General management principles involved include:
- Assess severity, potential for imminent life or limb threat
- Thoroughly document evidence
- Involve hospital administration/attorneys/ethicists early
- Psychiatric consultation early
- Treat depression, psychosis, addiction
- Confrontational v. nonconfrontational approaches
One published case report described obtaining a commitment order based on the patient’s demonstrated dangerousness from self-induced illness (Johnson, 2000). Another case report described “house arrest” as the intervention (Elmore, 2005). Yet another report discussed an interesting non-coercive “Hospital Management” approach which used “paradoxical free access to the hospital with a designated permanent bed on a medical ward for 1 year—which was apparently successful (Schwarz, 1993). The list of successfully treated patients under court order is short and the likelihood of sustained recovery is probably low.
The civil commitment approach is confrontational and there are proponents for a nonconfrontational approach because it’s difficult to get a court order for involuntary psychiatric hospitalization and often, once a patient with Factitious Disorder is admitted to a locked psychiatric ward, the self-induced illness behavior often simply stops. And there are supporters for the development of a “therapeutic discharge” plan in which hospital administration and clinical staff collaborate to conduct a safe discharge:
- Consider involving hospital administration and all health care personnel in a therapeutic discharge plan if it can be done safely
- Taylor, J. B., S. R. Beach and N. Kontos (2017). “The therapeutic discharge: An approach to dealing with deceptive patients.” Gen Hosp Psychiatry 46: 74-78.
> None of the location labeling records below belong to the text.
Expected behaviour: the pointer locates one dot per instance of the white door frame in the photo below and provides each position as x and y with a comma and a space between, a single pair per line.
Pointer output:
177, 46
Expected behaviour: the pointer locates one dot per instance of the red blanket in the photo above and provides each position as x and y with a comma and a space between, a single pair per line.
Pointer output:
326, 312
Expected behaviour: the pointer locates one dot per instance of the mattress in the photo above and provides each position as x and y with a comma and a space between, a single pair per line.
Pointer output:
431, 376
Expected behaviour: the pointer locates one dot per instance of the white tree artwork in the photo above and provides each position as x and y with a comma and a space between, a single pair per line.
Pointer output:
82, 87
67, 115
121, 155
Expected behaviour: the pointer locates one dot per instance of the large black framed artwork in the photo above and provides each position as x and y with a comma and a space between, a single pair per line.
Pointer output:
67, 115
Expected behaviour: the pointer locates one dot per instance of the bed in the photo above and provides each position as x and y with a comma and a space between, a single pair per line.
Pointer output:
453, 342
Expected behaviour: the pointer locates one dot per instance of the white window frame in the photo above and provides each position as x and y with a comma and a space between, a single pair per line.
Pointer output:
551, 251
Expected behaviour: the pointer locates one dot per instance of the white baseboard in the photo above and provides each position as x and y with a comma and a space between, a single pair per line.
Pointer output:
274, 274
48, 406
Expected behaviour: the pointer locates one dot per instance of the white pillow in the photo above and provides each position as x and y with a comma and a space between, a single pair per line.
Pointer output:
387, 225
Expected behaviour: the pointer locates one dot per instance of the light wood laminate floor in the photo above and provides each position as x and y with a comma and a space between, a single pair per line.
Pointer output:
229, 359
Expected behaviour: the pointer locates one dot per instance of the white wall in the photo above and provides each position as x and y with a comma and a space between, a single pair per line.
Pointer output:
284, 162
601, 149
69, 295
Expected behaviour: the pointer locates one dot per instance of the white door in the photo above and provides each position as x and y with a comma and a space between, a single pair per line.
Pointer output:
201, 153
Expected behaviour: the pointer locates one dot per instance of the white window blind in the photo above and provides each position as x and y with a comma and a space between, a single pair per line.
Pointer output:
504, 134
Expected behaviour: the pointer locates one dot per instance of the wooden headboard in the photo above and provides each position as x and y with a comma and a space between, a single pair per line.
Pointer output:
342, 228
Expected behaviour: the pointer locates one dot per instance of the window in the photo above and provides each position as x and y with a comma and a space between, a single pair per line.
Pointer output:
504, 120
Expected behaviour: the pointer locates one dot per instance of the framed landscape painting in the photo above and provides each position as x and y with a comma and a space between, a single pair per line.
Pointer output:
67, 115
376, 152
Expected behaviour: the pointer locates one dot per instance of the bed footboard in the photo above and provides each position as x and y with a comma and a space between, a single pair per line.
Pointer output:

- Kontos, N., J. B. Taylor and S. R. Beach (2018). “The therapeutic discharge II: An approach to documentation in the setting of feigned suicidal ideation.” Gen Hosp Psychiatry 51: 30-35.
- Beach, S. R., et al. (2017). “Teaching Psychiatric Trainees to “Think Dirty”: Uncovering Hidden Motivations and Deception.” Psychosomatics 58(5): 474-482.
References
Amos, J. (2010). Managing factitious disorder and malingering. In E. b. Robinson, Psychosomatic Medicine: An Introduction to Consultation-Liaison Psychiatry (pp. 82-88). New York: Cambridge University Press.
Elmore, J. L. (2005). Munchausen Syndrome: An Endless Search for Self, Managed by House Arrest and Mandated Treatment. Annals of Emergency Medicine, 561-563.
Johnson, B. R. (2000). Suspected Munchausen’s Syndrome and Civil Commitment. J Am Acad Psychiatry Law, 74-76.
Schwarz, K. M., et al (1993). Hospital Management of a Patient With Intractable Factitious Disorder. Psychosomatics, 265.